In today’s society, it seems as if we’re constantly bombarded with messages telling us to think for ourselves and to care for ourselves before others, perhaps most clear in the “self care” movement that has taken over corners of the internet. While it’s important to maintain a healthy lifestyle and mental health, today’s society underestimates the value in serving others before ourselves. 

Among the community of UD, I’ve found myself pushed to consider the ways we can serve others and to wonder: are young people doing enough of it?

Recently, I checked my Instagram feed and saw a post from a Mormon friend who had been sent to the Czech Republic on a mission. However, while she is off volunteering and serving others, she seems to be the exception to college-aged students, rather than the rule. 

While some organizations, such as the Church of Jesus Christ of Latter-day Saints, expect young people to embark on mission trips, society as a whole does not place overt emphasis on community service work, and instead seems to be veering in the opposite direction. Only about 4% of the population between ages 15 and 24 volunteer on an average day, according to a study done by the Bureau of Labor Statistics in 2015. 
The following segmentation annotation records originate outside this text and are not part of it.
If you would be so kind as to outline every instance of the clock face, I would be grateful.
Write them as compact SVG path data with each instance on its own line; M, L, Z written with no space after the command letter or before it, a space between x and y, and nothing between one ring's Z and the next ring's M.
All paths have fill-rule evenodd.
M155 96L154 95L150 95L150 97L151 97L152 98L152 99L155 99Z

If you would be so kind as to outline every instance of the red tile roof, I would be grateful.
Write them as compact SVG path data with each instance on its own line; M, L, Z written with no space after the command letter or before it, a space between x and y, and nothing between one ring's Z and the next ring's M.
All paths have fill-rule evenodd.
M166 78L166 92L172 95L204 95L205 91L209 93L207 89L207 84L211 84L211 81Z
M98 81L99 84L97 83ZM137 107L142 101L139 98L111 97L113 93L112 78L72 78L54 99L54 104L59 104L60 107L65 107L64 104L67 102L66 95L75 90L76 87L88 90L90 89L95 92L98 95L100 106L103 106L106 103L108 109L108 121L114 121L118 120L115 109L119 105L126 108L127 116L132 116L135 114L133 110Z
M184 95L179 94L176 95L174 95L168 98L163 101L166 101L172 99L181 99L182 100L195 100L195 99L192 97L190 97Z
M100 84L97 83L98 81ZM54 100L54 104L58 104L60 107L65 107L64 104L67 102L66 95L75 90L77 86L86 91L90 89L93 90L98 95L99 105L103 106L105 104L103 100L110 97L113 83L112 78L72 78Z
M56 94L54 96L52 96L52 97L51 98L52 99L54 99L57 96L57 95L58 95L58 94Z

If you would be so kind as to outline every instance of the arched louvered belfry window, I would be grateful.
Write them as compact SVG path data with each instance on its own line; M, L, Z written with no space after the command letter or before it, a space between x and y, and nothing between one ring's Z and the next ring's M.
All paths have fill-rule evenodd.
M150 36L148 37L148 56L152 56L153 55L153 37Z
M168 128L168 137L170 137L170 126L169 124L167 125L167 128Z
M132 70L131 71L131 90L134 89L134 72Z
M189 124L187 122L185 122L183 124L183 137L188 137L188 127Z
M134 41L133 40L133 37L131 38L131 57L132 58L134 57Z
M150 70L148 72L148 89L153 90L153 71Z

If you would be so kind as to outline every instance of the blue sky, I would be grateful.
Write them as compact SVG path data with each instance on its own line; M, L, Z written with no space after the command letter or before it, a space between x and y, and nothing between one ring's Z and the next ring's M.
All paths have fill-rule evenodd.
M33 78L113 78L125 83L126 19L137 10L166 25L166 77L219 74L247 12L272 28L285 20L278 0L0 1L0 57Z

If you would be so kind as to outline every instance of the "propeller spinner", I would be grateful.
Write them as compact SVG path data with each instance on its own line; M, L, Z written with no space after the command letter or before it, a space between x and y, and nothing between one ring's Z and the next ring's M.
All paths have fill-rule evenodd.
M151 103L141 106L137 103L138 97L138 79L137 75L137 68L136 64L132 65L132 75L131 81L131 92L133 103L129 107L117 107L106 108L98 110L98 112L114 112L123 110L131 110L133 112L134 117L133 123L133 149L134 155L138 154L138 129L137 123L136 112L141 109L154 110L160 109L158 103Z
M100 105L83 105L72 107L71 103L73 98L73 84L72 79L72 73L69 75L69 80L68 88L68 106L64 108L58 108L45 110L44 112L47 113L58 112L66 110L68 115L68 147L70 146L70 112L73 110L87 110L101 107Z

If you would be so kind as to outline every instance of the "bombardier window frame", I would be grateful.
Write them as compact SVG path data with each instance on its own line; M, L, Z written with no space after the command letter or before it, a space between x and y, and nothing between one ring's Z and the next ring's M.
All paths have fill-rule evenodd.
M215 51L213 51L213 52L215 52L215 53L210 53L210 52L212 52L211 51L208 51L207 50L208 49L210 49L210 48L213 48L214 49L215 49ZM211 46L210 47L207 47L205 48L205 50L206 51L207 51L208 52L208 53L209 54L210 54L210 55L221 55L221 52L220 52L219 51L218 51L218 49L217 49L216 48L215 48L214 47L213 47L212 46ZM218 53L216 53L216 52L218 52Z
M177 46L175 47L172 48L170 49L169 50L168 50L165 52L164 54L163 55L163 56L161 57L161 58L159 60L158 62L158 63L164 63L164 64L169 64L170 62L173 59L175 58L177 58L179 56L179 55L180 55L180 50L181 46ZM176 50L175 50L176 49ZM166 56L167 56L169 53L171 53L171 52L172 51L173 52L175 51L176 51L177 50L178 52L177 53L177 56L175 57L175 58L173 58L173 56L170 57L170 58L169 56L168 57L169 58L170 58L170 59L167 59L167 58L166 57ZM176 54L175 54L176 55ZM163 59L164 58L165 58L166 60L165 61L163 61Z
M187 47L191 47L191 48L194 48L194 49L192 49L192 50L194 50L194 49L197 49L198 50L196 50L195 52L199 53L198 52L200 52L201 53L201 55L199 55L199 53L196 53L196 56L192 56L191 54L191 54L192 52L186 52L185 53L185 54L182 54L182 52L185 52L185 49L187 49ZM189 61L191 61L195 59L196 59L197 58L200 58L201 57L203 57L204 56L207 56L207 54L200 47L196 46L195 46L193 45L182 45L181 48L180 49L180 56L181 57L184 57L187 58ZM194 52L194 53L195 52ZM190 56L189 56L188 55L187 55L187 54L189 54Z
Although there are organizations such as NET Ministries and Regnum Christi that offer service-focused gap years for students, college-aged students are spending less time volunteering than any other age group.

Although the majority of American college students are not choosing to take gap years or volunteering on a daily basis, the accounts from those that do are overwhelmingly positive. In a survey taken by the American Gap Association in 2015, 98% of students that chose to pursue service years prior to college found themselves satisfied with their decision and their personal development as a result. 

Students who chose to take gap years have described their experiences as leaving them more confident, better at communication, and more understanding of others. 

Rather than transitioning students straight from high school into college, a transition that can be both jarring and isolating, students that choose to spend time volunteering are able to develop a deeper sense of empathy. 

For students that choose to take gap years dedicated to service work, or those that engage more robustly in volunteering during college, this could ease the transition between high school and college. 

In going from a stage in life where young people tend to be focused mostly on themselves, volunteer work presents possibilities for students to learn more about themselves and others in a conducive environment. 

Many colleges already offer benefits for students choosing to take a gap year, whether by allowing them to defer admission, providing financial aid awards, or even by sponsoring programs for students that wish to serve communities around the world. The integration of programs such as these into more colleges would allow more students the opportunity to engage in service work before or while attending college.

For smaller schools unable to sponsor such programs, they could establish classes for students that consist of volunteer opportunities rather than coursework, activities such as tutoring, physical labor assistance or general organizational work that could occur either several times a week or be assigned one specific day, similar to the function of science labs. 

On campus and local volunteer opportunities during the summer could exist for those that still wish to enter college directly after high school. Volunteer opportunities would provide young people with valuable experiences, while they could still attend college in a timely manner. 

Service work continues to engender virtues in students that choose to volunteer throughout college, equipping them with skills that can accompany them through their college life and beyond.